The article's writer cites the narrowing spread as indication of just such a transition:
In December 2008, two weeks before the start of the Fed bond-buying program, the spread between the 10-year government bond yield and the average U.S. 30-year fixed mortgage rate was 3.07 percentage points, the widest since 1986, as investors demanded higher payment to compensate for risk. Last week, the difference was 1.14 percentage points, narrower than the 20-year average of 1.65 percentage points.

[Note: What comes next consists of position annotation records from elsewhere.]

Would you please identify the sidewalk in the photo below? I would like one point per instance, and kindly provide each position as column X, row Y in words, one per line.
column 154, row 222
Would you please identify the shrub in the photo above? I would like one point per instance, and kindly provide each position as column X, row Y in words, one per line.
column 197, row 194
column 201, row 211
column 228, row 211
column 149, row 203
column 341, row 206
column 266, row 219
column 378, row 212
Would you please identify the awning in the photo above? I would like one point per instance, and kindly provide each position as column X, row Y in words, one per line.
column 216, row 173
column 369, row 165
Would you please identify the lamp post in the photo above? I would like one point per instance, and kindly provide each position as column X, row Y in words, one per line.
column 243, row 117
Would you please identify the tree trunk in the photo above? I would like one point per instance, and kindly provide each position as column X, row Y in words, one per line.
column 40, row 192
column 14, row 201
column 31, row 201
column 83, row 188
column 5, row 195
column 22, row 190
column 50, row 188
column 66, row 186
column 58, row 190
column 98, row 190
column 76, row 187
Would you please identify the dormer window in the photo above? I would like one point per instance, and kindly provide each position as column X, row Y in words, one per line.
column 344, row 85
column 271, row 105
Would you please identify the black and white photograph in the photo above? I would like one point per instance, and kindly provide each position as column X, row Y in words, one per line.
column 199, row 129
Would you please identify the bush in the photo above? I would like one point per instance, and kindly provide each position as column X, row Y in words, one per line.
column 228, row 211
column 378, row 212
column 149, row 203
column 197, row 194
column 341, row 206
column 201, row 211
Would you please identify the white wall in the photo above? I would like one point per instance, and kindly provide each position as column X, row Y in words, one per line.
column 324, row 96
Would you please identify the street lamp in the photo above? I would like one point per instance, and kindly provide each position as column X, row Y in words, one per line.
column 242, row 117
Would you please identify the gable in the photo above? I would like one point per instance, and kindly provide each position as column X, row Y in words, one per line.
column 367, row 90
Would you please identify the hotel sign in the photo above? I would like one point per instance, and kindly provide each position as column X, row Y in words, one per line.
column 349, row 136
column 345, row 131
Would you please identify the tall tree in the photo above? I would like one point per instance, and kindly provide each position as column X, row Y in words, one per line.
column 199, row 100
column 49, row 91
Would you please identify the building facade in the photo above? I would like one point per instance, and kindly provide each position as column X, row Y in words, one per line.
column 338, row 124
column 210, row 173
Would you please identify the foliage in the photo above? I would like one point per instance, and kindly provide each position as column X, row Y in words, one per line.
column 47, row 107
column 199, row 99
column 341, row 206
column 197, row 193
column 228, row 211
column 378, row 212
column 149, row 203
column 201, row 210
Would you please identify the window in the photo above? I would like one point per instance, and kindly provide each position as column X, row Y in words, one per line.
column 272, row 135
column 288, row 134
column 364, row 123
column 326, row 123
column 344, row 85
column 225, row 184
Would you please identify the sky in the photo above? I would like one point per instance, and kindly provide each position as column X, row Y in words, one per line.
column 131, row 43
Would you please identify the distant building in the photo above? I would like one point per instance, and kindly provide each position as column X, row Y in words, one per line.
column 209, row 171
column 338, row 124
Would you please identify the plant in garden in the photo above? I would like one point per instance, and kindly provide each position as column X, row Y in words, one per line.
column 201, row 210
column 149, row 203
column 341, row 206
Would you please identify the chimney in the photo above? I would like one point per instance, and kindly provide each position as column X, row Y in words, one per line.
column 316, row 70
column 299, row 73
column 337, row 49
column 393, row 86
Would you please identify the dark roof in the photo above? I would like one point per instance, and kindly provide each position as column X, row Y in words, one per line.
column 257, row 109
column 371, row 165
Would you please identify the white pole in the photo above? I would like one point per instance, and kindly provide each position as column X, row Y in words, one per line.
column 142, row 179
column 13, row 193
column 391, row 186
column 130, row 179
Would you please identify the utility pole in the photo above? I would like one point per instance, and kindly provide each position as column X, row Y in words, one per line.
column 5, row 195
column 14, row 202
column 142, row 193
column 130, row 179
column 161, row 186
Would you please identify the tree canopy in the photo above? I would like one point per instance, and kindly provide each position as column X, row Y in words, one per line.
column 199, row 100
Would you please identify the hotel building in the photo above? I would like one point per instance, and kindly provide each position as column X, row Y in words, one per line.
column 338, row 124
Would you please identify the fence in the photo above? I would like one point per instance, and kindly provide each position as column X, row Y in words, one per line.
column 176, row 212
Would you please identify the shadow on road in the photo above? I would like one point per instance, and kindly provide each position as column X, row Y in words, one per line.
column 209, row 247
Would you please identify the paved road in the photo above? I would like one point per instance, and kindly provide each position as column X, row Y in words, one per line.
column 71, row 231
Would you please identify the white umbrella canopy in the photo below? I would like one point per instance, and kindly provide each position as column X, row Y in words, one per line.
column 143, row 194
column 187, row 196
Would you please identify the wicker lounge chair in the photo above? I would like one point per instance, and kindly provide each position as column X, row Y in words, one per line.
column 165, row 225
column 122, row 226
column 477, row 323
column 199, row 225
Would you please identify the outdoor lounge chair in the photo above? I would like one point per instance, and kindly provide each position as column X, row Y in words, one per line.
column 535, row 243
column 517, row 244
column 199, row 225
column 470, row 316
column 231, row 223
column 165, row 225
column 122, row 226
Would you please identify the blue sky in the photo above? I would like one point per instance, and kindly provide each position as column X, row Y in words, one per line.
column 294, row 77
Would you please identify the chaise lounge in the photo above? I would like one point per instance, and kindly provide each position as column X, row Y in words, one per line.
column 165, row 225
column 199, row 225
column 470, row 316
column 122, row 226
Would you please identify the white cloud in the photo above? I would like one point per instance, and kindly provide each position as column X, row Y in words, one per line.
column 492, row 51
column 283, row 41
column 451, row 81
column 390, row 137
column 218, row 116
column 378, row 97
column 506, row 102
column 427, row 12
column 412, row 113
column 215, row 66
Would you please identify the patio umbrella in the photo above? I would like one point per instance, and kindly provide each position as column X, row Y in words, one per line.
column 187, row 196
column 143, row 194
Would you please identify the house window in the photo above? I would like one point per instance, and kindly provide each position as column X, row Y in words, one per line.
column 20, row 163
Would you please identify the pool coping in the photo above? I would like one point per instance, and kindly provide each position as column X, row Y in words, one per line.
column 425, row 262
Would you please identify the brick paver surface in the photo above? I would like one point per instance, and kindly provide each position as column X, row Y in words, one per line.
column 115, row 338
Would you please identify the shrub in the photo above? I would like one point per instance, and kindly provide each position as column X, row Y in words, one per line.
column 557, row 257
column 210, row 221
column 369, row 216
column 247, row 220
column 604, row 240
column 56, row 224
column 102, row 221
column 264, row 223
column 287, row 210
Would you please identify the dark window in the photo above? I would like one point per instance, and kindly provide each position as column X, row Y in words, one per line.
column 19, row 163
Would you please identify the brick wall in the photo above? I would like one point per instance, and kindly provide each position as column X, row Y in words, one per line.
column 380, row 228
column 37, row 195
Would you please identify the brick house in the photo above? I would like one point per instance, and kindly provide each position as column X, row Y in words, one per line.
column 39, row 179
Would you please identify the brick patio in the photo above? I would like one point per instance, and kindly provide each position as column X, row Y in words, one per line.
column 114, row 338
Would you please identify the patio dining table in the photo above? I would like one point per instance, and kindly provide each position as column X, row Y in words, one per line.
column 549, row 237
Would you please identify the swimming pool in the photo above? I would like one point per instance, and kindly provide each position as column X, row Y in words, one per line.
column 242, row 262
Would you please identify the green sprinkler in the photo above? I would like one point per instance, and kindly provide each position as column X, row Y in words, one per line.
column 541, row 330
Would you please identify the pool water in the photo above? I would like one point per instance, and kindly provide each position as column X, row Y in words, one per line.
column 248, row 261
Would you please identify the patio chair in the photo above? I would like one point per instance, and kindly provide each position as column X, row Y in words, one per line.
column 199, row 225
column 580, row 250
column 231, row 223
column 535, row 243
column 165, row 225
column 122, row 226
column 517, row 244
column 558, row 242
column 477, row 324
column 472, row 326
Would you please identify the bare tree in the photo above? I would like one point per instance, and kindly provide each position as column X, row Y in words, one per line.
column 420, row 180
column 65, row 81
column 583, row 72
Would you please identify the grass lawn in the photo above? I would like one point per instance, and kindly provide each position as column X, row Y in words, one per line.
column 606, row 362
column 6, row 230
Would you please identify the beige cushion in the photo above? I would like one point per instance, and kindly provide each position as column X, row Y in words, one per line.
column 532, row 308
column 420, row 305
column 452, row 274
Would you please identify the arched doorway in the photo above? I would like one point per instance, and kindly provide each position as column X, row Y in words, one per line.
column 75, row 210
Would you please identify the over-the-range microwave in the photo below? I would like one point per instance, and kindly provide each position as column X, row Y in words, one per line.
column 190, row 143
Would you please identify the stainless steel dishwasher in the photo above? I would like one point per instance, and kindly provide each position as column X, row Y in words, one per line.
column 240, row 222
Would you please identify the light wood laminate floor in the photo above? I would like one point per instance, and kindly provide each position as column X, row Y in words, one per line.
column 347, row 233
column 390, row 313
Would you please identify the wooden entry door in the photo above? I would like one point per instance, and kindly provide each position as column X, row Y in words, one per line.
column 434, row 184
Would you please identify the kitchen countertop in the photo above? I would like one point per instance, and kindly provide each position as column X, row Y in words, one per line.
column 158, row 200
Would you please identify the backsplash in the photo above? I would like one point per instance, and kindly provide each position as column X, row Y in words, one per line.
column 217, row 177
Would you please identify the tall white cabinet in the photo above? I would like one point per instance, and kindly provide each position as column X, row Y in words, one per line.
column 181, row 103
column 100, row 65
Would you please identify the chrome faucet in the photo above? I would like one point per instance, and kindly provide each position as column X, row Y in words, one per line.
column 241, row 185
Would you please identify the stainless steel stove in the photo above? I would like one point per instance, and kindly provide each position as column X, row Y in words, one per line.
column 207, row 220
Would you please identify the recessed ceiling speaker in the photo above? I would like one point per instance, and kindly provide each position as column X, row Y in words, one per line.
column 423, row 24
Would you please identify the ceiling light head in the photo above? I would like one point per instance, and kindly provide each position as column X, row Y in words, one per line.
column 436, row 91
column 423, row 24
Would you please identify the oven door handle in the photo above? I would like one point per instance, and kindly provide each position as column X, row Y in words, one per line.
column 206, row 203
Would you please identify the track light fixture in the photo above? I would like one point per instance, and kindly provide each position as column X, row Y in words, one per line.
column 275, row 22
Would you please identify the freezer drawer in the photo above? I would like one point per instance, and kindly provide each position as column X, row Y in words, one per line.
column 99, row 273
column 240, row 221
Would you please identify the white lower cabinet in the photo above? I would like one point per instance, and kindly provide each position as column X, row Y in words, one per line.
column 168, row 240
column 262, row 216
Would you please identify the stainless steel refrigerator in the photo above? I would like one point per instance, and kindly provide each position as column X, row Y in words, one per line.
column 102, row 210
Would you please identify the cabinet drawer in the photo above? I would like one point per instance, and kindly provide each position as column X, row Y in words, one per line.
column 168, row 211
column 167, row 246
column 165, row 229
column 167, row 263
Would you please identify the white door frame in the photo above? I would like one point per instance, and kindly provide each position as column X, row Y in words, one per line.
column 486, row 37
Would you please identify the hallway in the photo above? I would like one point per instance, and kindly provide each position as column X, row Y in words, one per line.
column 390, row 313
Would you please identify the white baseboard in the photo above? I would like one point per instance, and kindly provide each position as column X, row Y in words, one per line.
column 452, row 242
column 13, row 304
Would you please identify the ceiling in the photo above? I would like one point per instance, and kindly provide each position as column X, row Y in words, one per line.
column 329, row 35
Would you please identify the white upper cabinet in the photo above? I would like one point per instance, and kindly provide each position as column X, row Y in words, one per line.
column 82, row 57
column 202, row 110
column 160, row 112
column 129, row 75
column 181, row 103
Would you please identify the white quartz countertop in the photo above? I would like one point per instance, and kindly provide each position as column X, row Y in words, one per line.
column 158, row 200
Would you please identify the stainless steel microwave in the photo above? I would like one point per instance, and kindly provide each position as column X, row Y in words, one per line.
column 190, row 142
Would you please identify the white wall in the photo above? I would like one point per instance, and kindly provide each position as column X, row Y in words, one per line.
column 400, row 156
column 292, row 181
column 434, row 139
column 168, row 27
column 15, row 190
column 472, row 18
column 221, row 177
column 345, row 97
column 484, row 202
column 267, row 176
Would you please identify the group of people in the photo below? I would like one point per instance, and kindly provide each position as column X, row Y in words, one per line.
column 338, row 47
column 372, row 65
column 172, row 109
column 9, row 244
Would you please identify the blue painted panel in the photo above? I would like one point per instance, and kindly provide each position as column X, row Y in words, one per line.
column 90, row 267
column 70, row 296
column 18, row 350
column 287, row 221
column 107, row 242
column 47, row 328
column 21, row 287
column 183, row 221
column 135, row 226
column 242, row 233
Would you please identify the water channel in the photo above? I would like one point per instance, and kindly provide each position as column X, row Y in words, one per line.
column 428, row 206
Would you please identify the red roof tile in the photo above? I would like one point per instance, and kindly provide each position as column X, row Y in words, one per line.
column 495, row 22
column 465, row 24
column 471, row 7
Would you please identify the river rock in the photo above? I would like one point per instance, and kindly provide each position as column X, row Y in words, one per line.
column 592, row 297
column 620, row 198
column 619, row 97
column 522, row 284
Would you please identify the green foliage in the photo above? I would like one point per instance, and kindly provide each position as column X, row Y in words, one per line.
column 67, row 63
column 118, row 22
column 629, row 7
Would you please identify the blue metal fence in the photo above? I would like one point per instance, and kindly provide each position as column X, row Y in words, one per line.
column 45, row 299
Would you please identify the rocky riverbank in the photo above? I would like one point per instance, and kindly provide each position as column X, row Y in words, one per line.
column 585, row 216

“Private buyers are going back into the market to pick up where the Fed is leaving off,” said David Berson, chief economist of PMI Group Inc. in Walnut Creek, California. “Credit spreads have narrowed significantly, and not just for mortgages, because investors believe the worst of the financial crisis is behind us.
Fed policy makers have made it clear in statements following the end of rate-setting meetings that they will restart the mortgage-bond buying program if needed, according to Pandl. That “backstop” has reassured investors and encouraged them to re-enter the market, he said.
Much of the demand for mortgage bonds is coming from money managers seeking to diversify their portfolios, said Berson, of PMI Group.
“Investors are full up with Treasuries,” he said. “They haven’t been able to diversify into mortgage bonds because the Fed has been buying the bulk of them. Give them an opportunity to diversify into that market, and they will.”